My son started manifesting migraine-like episodes (extremely rapid onset severe headaches accompanied with excessive vomiting) around age two which would appear at intervals from eight weeks to six months apart and would last from 8 to 24 hours. Symptoms were classic migraine (extreme pain, noise/light intolerance) with continuous bouts of vomiting. We had a full neurological workup done and found no evidence of any seizure/brain disorder that would be causing this. There were no specific foods or environmental triggers that we were able to uncover. The only link we could find on the environmental side was that the episodes were more likely to occur during times of high stress/activity coupled with low food intake. What was eaten didn’t matter, just the amount. However, even these conditions were not always present when he would have an attack.

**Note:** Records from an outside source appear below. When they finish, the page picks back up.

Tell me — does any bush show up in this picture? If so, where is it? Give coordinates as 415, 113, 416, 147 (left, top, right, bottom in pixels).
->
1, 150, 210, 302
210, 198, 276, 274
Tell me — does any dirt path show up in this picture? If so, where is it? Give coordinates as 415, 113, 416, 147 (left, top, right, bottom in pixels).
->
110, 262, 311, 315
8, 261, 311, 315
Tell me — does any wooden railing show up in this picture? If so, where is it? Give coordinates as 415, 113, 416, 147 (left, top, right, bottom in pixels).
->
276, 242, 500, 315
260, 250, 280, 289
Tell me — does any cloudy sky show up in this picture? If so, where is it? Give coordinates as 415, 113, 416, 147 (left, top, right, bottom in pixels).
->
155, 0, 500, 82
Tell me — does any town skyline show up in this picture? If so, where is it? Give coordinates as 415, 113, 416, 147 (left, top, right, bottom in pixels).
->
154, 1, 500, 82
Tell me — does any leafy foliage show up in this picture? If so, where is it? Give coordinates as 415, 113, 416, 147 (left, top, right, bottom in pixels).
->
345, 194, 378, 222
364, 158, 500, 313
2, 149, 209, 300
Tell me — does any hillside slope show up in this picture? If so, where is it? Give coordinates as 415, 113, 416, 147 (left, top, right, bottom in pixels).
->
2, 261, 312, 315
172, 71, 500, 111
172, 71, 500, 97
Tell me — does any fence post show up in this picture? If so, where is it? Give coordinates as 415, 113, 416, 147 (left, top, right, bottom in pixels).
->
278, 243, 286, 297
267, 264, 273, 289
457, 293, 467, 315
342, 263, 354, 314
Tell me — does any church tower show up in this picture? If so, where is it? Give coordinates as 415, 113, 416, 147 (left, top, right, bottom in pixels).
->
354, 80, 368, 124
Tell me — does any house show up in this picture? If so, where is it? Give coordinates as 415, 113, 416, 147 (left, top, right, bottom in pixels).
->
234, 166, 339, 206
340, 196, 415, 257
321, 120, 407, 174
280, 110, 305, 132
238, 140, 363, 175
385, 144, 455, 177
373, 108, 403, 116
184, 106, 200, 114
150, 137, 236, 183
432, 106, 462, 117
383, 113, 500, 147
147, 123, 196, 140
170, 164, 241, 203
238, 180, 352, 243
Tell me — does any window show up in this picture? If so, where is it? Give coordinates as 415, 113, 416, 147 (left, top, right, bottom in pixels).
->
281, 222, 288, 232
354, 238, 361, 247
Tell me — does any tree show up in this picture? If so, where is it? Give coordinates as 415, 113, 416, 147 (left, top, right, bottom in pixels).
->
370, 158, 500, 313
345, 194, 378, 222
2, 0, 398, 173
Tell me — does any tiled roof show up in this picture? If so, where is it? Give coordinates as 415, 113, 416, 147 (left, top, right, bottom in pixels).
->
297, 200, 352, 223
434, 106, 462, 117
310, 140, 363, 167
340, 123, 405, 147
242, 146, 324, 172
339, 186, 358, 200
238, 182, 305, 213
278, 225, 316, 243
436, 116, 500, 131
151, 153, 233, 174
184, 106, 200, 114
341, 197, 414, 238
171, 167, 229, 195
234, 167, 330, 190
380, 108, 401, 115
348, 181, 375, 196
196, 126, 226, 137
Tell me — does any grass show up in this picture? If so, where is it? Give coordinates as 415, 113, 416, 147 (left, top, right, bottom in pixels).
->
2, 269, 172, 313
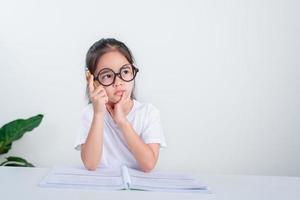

Then my son was diagnosed with type 1 diabetes, about a year and a half ago, and since then has not had any migraines. In hindsight, I truly believe that these episodes were somehow linked to hypoglycemia or maybe even hyperglycemic bouts (from the increase in blood glucoses from the stress related hormones). My son will occasionally get a mild headache when his blood glucoses go high (over 300 mg/dl [16.7 mmol/L], which happens very infrequently) or if he’s lower than 60 mg/dl [3.3 mmol/L], but nothing like the episodes before his diagnosis. His A1cs have all been in the low 7% range (normal upper limit for our lab is 6.5%). Is there any anecdotal or scientific evidence that children who suffer from these migraine-like episodes are more prone to type 1 or other insulin related disorders?

Answer:

From: DTeam Staff

I did a quick computer search in PubMed, which is the archive of the National Library Of Medicine over the last 30 years and the only link between autoimmunity and migraine was in a single case with a retinal artery thrombosis and no other clinical evidence of a specific autoimmune disorder. There was no link either to hyperinsulinemic hypoglycemia.

Diabetic children of course may get severe headaches though as a result of hypoglycemia.